Thursday, November 3, 2011

A Sunday run...er...walk

I am going to forgo the predictable intro in which I describe my state of stress and anxiety. Everyone knows the story. Which is why, as an "assignment" for the Marsh Associates this week, Jennifer Quigley and Soren Hessler encouraged us to incorporate the practice of keeping Sabbath into our schedule. This is something that has given me no end of trouble in the past. Keeping the Sabbath is a wonderful practice, necessary to reconnect with God, community, and the self; and, unfortunately, something I have not been successful at enacting.

The solution to this problem was apparently being commanded to keep the Sabbath as a part of my internship (believe me readers, I am fully aware of the irony here). And so, last Sunday I set out on my long run for the week. As I was huffing and puffing my way up and down Newton's "gently rolling hills," I realized that even my stress-busting exercise routine was becoming just another appointment to keep. I stopped, caught my breath, and started walking. Then, when walking started to seem too ordinary, I began to stroll.

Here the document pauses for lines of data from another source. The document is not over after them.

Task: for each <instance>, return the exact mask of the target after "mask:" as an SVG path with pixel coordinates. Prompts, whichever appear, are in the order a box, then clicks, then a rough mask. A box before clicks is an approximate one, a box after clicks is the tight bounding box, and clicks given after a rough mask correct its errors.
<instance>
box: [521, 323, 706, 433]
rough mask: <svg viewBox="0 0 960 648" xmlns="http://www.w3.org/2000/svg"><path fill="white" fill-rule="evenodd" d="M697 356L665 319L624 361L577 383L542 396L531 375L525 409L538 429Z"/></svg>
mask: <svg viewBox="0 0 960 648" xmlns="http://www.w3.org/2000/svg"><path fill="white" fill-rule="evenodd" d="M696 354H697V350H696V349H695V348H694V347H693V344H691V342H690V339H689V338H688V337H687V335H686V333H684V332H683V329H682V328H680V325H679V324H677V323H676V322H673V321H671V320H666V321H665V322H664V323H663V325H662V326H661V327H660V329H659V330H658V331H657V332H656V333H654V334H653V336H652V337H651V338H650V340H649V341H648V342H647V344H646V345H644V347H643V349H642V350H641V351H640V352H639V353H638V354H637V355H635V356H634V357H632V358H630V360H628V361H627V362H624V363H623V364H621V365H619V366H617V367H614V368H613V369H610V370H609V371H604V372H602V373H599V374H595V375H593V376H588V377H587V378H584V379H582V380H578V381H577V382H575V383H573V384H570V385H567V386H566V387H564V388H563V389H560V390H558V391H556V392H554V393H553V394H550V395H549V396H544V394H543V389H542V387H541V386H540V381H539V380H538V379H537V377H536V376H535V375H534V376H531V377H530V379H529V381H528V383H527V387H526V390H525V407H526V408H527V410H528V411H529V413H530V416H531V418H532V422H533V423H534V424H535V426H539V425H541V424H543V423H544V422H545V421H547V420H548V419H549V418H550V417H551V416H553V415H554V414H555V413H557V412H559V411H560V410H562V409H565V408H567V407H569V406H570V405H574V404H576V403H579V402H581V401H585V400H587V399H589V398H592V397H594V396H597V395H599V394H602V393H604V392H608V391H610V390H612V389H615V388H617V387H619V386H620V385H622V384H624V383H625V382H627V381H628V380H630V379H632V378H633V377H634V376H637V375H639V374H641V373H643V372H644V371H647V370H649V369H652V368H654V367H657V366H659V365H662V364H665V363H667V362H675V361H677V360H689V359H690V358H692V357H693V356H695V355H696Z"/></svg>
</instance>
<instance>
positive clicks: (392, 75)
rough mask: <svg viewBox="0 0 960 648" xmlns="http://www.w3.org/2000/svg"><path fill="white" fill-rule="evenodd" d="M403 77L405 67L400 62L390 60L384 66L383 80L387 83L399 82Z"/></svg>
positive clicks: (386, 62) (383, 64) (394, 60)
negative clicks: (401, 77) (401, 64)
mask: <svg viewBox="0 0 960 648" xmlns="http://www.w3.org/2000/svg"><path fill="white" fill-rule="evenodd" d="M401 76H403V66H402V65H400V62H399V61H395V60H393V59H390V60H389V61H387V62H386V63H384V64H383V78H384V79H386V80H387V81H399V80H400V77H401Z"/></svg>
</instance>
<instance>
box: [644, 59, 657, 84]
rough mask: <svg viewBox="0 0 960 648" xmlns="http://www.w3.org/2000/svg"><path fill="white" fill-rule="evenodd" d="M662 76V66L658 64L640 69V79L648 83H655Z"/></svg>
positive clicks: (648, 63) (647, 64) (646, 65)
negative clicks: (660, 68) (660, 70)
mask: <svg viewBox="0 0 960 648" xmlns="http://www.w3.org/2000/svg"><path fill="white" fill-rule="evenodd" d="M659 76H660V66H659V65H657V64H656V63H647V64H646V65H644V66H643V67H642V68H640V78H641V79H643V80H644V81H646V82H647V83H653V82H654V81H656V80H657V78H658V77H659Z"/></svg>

For the first time in the week, I took time to do absolutely nothing. I took in the scene unfolding around me, the sounds of other joggers, the cars passing on the street, and let it all dissipate into background noise. A half hour later I called my dad and reconnected with my community back home, asking about his life, the well-being of my grandparents, of my siblings. After fifteen minutes of chatting, I settled into a walking meditation. I thanked God for the problems and challenges that keep me sharp, for the lives of others that put my own life into perspective, for the day. Rising on the crest of my prayer, I shook my legs out, and ran home.